Una Juve da Subbuteo: poco movimento senza palla

di Andrea Mangia |

Milan-Juve e Juve-Brescia. Due facce della stessa medaglia.

La partita col Milan è stata illuminante, in un certo senso. Partita in cui la Juve non é quasi mai riuscita a rendersi pericolosa. Anche in superiorità numerica.

La ragione si è palesata lì, dinnanzi agli occhi, attorno al decimo del secondo tempo. Palla sul centro-destra, attorno al cerchio di centrocampo, e giocatori in maglia bianconera completamente fermi, immobili, piantati sulle gambe, ad attendere un passaggio che, in queste condizioni, non può che risultare sterile e fine a se stesso.
Manovra stagnante e prevedibile.

Juve-Brescia, situazione diversa, risultato per certi versi identico. Quando la palla viaggia all’altezza del cerchio di centrocampo, i movimenti (pochi) appaiono scolastici e poco convinti, non accompagnati da un’idea tattica di fondo (palla ai terzini, mezz’ali che si aprono in diagonale, verso l’esterno, spalle alla porta, una volta ricevuta palla non possono far altro che rigiocarla indietro –  oggi Ramsey nel primo tempo lo ha fatto diverse volte). Risultato? 30 minuti senza lo straccio di un tiro in porta, prima della combo espulsione/punizione gol di Dybala, a falsare un pomeriggio che avrebbe potuto e dovuto essere più probante. Le manovre apprezzabili appaiono il frutto della tecnica individuale dei singoli, non prima però, di essersi scrollati di dosso qualche zavorra, soprattutto a livello psicologico, strada facendo, nel corso del match.

Le ragioni di questa mancanza di dinamismo le scopriremo da qui a poche settimane, quando arriveranno le partite decisive della stagione.
È verosimile pensare che in questa fase ci sia stato un richiamo di lavoro atletico, per “volare” poi nei mesi decisivi; fatto sta che attualmente, più che giocatori “alati” i nostri sembrano gli omini del Subbuteo. Fermi, lì dove sono stati posizionati, incapaci di muoversi autonomamente con armonia e predeterminazione.
Un po’ allarmante, al di là di tutto, il fatto che ciò accada alla squadra di un tattico come Sarri, uno che, in teoria, studia e guida i movimenti dei suoi in ogni zona di campo (tranne gli ultimi 30 metri, a suo dire, ma sospetto che, se potesse, interverrebbe anche lì).
Movimenti che, tra l’altro, in altri momenti della stagione, si erano visti ed apprezzati.

Quindi la domanda é lecita.

I nostri non hanno, attualmente, la gamba per mettere in pratica quanto chiesto, o mentalmente hanno mollato un po’ le briglie e faticano a seguire i dettami tattici dell’allenatore, andando un po’ a corrente alternata?

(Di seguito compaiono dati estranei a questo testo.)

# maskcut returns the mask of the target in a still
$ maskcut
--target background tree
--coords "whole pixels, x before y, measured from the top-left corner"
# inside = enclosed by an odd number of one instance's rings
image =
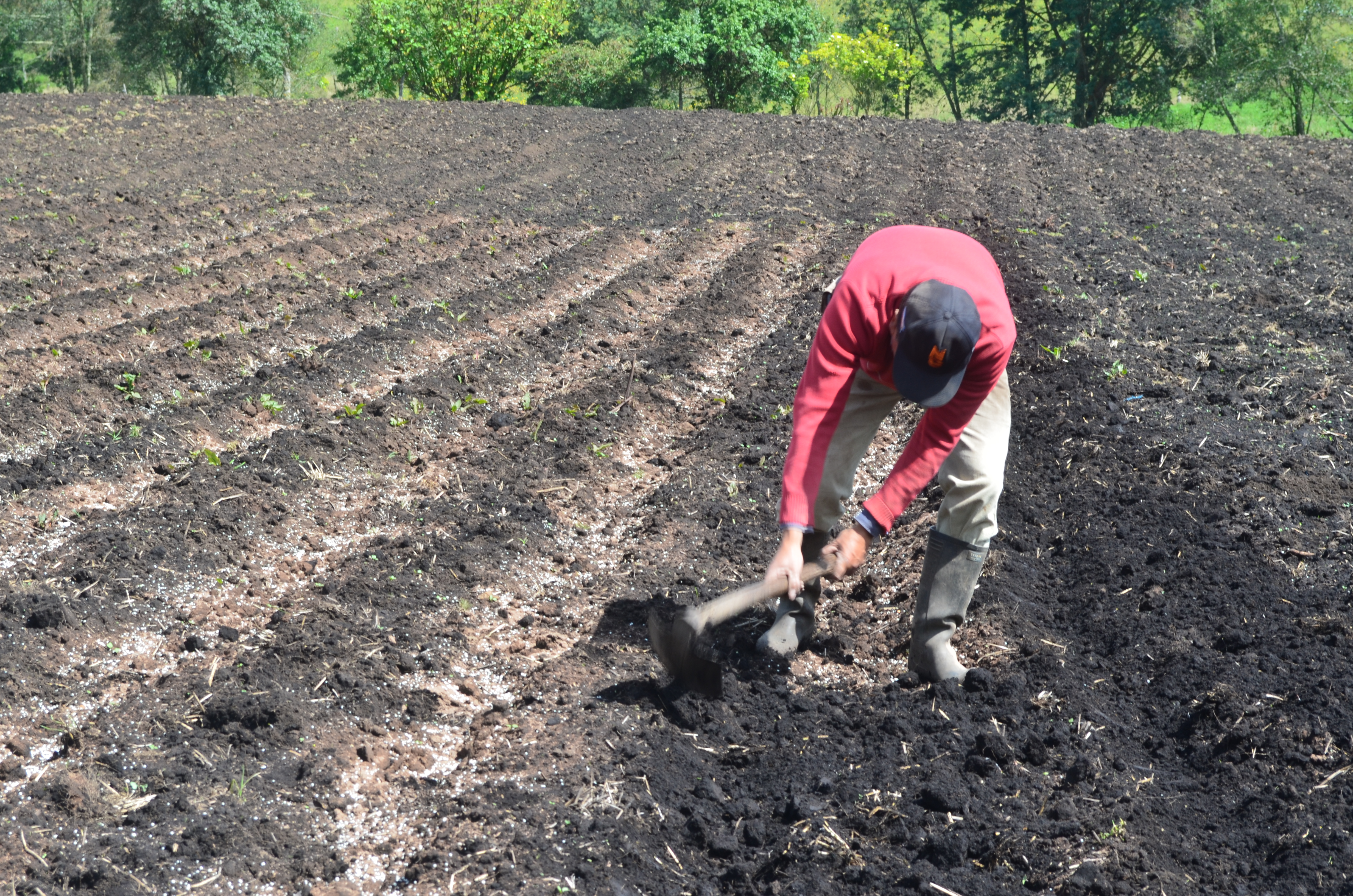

A prescindere dalle ragioni, l’attitudine preoccupa, soprattutto in vista Champions, perché ricorda un po’ le sorti di una Juve, quella di Capello, dannatamente forte ma priva di idee, che rischiò di uscire col Werder Brema prima di mostrarsi incapace anche solo di scalfire una squadra come l’Arsenal.
Il problema é che, il pur duro Sarri, non pare aver in mano le redini dello spogliatoio né avere quell’aria e quella personalità da sergente di ferro che aveva don Fabio, per portare almeno in porto uno scudetto che mai come quest’anno appare incerto e combattuto.
Altri tempi, altri interpreti certo, però, se dalla Juventus di Capello era quasi naturale aspettarsi che la squadra vincesse attraverso la personalità e la straordinaria forza dei singoli, oggi, eccezion fatta per CR7, la sensazione é che il trionfo o la sconfitta passino attraverso l’assimilazione degli schemi dell’allenatore e che, in caso di risposte negative, in questo senso, dovremmo cominciare a contemplare l’idea di un anno senza trionfi…

Nessun allarmismo, ancora.

Perché il fattore fisico può incidere, perché il gruppo, al di là di tutto, è composto da campioni che vogliono vincere e sapranno mettere da parte qualsiasi dubbio di natura tattica o “filosofica” se mai fosse questo il problema.

Concludo con una provocazione, corroborata però dai fatti. C’è un giocatore che, durante le partite, percorre chilometri e chilometri in movimenti senza palla… quello che apparentemente c’azzecca meno col credo tattico di Sarri, ma che, gira che ti rigira, alla fine ti domandi perché giochi sempre e portando a casa la metaforica pagnotta…
Quel giocatore è Blaise Matuidi. Sarà un caso?